Get rid of excess. Physically & mentally. Get rid of the clothes I never wear. Get rid of the friends that's never there. Don't allow myself to be a convenience. Let go of anyone who only comes to me, needs me or wants me, on their own time. Live and breathe my new minimal mantra.  I've learned that more options doesn't make it better, it makes things complicated. Trust my gut and learn to say no more often. I've always believed that the moment you can say 'No' is the moment when you've made it. I've said enough yes's. I've learned from my mistakes and even quieted that little logic fairy flying over my head. But the luxury of realizing that you've said enough yes's is gaining the privilege to say no. So no, I don't feel FOMO on the random turn ups, online "link ups," or that extra shot of tequila. The answer is no.

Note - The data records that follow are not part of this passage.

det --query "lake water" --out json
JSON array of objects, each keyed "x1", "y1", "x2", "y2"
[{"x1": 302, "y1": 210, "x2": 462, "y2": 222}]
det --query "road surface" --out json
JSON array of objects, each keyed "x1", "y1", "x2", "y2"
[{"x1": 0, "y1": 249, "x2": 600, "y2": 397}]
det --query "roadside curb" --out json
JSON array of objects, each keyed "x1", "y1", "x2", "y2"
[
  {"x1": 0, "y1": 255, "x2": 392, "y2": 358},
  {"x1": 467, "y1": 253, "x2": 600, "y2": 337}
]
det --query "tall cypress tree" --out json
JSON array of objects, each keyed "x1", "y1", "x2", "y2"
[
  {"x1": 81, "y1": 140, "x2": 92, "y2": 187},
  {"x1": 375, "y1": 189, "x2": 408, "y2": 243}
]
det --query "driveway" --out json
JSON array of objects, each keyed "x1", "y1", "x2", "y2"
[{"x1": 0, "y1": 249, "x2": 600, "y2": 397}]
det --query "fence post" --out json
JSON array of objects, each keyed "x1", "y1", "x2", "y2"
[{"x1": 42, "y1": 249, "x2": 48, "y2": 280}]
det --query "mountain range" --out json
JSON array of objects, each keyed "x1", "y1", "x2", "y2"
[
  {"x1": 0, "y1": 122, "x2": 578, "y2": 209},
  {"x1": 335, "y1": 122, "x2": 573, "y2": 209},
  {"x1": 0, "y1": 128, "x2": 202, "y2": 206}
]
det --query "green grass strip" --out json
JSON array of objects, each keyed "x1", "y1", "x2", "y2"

2. Finish Everything I Start
This leads to my second resolution. This is by far my favorite resolution that I've ever made. It will also be the second time I will adopt it. The first time I made this resolution, I was a senior in High School. I remember the adolescent struggles and issues made as large as the atomic bomb. I was casted as a broom in a Beauty and the Beast school play. I don't remember there being a broom in Beauty and the Beast either. Maybe because there wasn't one. During the play, I wore a hula straw skirt and a brown tank top. I had to purchase stage shoes which I've since then burned and spread its ashes to my fishes. I also had to wear the kind of makeup even clowns looked down upon. My acting teacher had a talent for PMSing 24/7 and wore different color leggings with a graphic tee every single day. So yeah, it was one of my most miserable experiences. I would've done anything to quit and live my perfectly care-free life spitting O's from flavored tobacco at my local hookah bar. But I stuck through every rehearsal held conveniently on weekends. I sat through hours of scenes where I wasn't involved. I stuck through the cliquey drama circle that overlapped with the band clique and heard all their inner quarrels (which I shamelessly enjoyed). I started it, I said I was going to do it, and I couldn't quit. And although it was absolutely soul killing, I was glad I made it all the way through. Finishing something, even though the process was pain staking, feels even better than it would be to quit mid-way. And honestly, I really liked the people in the cast. I could've done without the teacher but those kids know how to live at the age of 17!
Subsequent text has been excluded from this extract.